You can find two different types of Antifoul - Soft (also known as Eroding, Ablative and Self Polishing) and Hard. Soft antifouling is soluble and is designed to erode gradually so that a fresh layer of biocide is always on the surface. Hard antifouling dries to a hard finish and uses biocides that dissolve very slowly in water as the season progresses. The hard finish enables occasional scrubbing during the season to keep the bottom clean.
What is a single-pack paint?
A single-pack paint comes in a single tin. Because no curing agent is used, single-pack paints dry either by oxidation if the paint is Alkyd based, or solvent evaporation is the paint is acrylic based. They're slow drying and as such can be applied by hand.
What is a two-pack paint?
A two-pack paint comes in two components - the base (component A) and the curing agent (component B). The ratio required is measured out exactly between the two tins so all that is required before painting is to pour the contents of Comp. B to Comp. A and mix well to make sure that the curing agent is thoroughly mixed (to avoid any weaknessess in the layer). Two pack paints are generally epoxy / polyurethane and as the drying process of a two-pack paint is a chemical reaction rather than oxidation they can dry within hours.
What is an Alkyd Paint?
An alkyd paint is an oil based paint and can be used as both an undercoat primer, such as the AlkydPrimer, or as a topcoat, such as the Pilot II. They are a single-pack oxidative paint (so called as the paint reacts with oxygen as it dries to form a hard enamel) and as such can take time to react and dry. Therefore it is a better idea to paint several thin coats rather than one thick coat.
One problem with alkyd paints is that they aren't that resiliant to solvents or chemicals, but the advantage is that because they have such a long drying time it can be applied by hand. They are also inexpensive
What is an Acrylic Paint?
An acrylic paint is a single-pack paint and can be used as both a primer and a topcoat. As a single pack, they undergo no chemical reactions when drying and do so by solvent evaporation only. Due to their high percentage of solvent they flow easily and produce a nice, smooth finish.
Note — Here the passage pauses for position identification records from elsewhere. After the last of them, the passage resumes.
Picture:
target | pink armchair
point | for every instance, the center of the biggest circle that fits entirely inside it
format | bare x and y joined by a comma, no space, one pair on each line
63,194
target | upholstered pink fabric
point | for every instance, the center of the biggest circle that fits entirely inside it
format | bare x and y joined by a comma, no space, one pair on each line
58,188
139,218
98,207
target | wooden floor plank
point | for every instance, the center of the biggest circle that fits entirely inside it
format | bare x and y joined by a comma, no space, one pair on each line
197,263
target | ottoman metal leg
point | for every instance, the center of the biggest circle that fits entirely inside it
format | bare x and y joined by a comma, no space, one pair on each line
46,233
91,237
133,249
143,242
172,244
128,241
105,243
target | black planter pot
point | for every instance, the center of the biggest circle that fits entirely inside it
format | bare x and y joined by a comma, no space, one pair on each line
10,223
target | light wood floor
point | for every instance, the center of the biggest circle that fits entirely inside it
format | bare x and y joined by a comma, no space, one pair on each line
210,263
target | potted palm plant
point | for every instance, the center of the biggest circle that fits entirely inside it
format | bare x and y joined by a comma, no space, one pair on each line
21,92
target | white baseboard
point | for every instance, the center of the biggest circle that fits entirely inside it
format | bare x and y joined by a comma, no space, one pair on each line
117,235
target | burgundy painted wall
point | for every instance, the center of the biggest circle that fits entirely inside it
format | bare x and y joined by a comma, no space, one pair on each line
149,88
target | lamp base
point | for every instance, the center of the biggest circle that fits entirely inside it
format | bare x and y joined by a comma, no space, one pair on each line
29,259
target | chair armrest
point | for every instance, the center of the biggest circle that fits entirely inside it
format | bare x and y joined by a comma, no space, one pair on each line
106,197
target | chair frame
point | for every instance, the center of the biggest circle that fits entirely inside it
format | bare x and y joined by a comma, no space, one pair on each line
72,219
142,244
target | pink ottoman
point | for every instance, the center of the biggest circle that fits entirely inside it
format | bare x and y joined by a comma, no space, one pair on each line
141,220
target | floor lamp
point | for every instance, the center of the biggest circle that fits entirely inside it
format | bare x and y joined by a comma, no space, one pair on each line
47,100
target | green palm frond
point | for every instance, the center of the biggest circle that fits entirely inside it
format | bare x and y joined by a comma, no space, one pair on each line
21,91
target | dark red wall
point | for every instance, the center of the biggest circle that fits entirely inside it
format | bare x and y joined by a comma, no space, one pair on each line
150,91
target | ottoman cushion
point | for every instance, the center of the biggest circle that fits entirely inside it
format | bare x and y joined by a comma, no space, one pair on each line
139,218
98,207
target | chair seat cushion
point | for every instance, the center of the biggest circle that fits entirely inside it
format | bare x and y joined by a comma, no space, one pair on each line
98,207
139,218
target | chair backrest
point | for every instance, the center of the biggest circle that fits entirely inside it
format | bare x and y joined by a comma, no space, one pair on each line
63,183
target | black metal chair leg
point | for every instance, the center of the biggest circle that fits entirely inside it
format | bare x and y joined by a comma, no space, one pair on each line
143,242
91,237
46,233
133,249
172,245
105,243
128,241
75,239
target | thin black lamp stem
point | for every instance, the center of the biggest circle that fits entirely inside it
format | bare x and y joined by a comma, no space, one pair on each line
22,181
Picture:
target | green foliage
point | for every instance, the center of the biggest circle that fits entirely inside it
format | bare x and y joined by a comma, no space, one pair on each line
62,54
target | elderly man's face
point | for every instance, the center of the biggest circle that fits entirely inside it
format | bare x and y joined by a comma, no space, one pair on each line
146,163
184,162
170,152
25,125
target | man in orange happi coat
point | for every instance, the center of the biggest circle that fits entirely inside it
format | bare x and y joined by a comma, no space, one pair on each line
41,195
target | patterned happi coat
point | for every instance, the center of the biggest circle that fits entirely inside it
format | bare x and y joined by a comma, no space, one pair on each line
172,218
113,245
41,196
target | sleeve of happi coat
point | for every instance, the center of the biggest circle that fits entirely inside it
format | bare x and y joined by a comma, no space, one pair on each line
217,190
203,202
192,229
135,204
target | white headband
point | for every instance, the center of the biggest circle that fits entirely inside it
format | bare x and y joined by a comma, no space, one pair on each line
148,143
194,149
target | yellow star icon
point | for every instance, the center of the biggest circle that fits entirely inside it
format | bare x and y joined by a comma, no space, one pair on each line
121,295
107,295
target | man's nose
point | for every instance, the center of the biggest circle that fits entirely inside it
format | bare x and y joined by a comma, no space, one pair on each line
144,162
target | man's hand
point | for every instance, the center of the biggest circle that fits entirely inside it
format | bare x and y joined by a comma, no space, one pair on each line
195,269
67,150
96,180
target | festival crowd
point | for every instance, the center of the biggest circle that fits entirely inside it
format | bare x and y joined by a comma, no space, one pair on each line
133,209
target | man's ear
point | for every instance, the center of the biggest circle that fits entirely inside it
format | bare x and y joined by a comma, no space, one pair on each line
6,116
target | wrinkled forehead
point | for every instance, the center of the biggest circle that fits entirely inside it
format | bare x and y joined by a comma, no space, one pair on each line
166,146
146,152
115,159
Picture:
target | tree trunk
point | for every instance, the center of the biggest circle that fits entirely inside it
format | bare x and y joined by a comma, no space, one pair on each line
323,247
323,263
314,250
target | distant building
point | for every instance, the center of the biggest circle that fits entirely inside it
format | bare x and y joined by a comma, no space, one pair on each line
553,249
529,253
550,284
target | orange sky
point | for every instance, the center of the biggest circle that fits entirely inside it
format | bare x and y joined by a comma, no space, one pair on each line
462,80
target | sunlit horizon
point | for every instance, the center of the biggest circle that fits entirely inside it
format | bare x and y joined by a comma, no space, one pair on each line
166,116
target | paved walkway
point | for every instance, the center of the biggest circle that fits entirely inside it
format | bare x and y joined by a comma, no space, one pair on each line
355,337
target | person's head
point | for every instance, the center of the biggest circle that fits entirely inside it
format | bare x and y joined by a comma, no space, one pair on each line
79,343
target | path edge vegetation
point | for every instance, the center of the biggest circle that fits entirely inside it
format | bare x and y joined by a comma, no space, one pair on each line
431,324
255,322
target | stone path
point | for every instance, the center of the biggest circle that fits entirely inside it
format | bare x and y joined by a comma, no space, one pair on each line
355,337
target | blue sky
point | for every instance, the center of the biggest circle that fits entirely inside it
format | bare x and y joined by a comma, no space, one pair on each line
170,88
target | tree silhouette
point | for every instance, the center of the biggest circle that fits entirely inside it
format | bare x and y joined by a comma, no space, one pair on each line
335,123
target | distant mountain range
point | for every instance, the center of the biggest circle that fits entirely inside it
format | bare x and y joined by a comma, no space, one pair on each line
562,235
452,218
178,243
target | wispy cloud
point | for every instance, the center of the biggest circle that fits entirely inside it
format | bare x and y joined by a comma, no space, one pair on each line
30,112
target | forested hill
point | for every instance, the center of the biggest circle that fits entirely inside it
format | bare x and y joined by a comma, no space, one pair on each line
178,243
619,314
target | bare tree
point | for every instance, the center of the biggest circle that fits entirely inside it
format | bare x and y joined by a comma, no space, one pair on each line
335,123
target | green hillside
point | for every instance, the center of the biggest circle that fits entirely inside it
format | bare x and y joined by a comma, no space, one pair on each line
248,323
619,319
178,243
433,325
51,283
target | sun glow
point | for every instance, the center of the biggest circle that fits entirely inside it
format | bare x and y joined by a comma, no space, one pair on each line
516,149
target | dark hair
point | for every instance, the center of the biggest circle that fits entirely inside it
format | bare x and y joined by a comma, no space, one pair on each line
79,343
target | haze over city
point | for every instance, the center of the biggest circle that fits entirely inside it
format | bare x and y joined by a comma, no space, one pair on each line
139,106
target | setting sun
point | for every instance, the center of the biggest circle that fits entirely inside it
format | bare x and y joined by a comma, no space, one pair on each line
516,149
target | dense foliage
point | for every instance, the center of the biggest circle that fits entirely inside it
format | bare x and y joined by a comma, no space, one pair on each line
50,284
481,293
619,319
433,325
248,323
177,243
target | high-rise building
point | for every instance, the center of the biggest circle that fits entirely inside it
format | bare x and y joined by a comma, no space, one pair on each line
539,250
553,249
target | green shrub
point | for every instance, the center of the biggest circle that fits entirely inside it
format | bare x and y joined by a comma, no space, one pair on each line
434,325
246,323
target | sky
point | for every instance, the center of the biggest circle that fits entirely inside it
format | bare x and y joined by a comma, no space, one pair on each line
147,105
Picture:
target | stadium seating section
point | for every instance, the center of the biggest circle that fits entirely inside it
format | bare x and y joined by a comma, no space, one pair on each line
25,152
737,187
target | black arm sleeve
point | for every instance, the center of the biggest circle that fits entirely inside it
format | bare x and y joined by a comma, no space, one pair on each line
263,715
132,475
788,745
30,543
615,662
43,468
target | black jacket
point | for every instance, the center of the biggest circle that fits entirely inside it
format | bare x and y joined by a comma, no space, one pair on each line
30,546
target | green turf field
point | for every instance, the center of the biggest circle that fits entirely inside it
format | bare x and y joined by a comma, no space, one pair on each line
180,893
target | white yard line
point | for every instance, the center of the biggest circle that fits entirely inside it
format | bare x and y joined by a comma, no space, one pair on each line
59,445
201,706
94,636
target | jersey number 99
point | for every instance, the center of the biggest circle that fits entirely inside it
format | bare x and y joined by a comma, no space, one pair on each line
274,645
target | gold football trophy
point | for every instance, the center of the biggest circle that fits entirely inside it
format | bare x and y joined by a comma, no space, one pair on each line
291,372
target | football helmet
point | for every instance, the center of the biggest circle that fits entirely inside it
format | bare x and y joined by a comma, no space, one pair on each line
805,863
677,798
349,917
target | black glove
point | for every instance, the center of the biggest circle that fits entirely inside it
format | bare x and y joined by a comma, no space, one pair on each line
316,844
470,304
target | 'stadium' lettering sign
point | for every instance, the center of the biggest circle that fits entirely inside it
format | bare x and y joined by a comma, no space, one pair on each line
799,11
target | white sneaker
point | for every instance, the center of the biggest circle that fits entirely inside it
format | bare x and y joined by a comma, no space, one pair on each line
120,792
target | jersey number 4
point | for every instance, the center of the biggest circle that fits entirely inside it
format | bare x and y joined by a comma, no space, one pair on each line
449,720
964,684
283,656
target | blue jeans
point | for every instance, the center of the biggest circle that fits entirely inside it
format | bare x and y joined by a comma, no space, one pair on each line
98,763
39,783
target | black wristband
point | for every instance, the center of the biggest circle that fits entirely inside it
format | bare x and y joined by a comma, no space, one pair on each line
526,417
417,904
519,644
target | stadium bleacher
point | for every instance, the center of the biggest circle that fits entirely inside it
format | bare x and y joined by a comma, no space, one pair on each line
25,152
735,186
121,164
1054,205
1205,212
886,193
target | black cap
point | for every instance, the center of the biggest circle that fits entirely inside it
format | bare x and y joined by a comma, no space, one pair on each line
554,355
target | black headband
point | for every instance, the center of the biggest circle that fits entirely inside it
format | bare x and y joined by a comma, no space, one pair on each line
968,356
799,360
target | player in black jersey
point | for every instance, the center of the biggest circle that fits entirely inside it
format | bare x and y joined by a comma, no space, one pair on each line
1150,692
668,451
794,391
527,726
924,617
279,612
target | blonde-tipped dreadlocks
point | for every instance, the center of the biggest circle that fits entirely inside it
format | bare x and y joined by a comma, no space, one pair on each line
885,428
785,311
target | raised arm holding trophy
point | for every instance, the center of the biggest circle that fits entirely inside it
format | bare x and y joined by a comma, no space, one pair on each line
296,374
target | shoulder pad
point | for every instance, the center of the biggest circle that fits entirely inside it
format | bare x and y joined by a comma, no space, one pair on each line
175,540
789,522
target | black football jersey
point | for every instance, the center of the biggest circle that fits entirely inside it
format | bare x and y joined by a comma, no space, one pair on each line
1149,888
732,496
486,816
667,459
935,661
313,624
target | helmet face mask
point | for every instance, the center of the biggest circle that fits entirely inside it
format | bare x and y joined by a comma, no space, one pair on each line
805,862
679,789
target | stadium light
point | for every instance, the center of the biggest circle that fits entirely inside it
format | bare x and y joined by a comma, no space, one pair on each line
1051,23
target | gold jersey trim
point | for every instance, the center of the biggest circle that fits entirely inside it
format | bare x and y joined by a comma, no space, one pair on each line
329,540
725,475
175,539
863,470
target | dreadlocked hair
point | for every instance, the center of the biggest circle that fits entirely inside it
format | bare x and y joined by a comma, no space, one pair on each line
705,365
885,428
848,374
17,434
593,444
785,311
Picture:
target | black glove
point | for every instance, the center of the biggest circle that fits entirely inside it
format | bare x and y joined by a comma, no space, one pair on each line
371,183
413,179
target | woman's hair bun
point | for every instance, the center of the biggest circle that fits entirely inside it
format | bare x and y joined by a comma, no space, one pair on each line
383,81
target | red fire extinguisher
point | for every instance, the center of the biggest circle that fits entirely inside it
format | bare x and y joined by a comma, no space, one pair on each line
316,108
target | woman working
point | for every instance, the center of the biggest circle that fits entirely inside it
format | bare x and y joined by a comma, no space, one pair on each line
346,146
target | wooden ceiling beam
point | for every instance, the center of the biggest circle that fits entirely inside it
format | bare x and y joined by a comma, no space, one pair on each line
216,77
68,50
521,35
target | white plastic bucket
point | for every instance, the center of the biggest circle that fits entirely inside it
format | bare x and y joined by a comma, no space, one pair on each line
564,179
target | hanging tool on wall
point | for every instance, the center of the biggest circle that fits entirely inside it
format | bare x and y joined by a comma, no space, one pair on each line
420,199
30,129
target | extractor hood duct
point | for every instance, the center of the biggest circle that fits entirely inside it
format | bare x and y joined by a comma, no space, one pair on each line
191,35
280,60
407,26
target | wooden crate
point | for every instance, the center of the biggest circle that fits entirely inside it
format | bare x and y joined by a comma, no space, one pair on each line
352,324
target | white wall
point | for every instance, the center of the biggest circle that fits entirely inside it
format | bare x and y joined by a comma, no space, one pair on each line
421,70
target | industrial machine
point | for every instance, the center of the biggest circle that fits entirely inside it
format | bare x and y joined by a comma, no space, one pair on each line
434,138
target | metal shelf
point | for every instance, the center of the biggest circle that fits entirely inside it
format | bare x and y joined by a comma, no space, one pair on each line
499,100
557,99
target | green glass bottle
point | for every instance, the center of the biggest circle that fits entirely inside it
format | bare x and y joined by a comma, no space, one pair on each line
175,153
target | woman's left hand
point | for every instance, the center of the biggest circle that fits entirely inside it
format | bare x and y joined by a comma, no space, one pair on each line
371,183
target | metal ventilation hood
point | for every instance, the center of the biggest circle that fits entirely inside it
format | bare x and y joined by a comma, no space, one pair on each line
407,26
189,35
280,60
As the paint dries purely by solvent evaporation, if a second coat is applied (applying to all acrylic paint) the top coat will slightly dilute the undercoat causing the two layers to physically bond. Because they're effectively one paint layer, the two coats should never flake off.
What is a Polyurethane Paint?
Polyurethane paints are primarily used as a topcoat paint due to their excellent UV protection, high gloss finish and high durability. As it is a two-pack paint the components undergo a chemical reaction to achieve this. The disadvantage of using a two-pack paint is that it cannot be applied over an existing single pack paint layer due to the solvents which can affect the single pack.
What is an Epoxy Paint?
An epoxy paint are two pack paints that offer a very high level of both chemical and water resistance along with a extremely high durability and adhesion to a variety of surfaces.
Their disadvantage is that they have a poor resistance to UV light and so, in direct sunlight, have a tendency to 'chalk'. Only a cosmetic issue but one that can be easily avoided with the use of a suitable topcoat.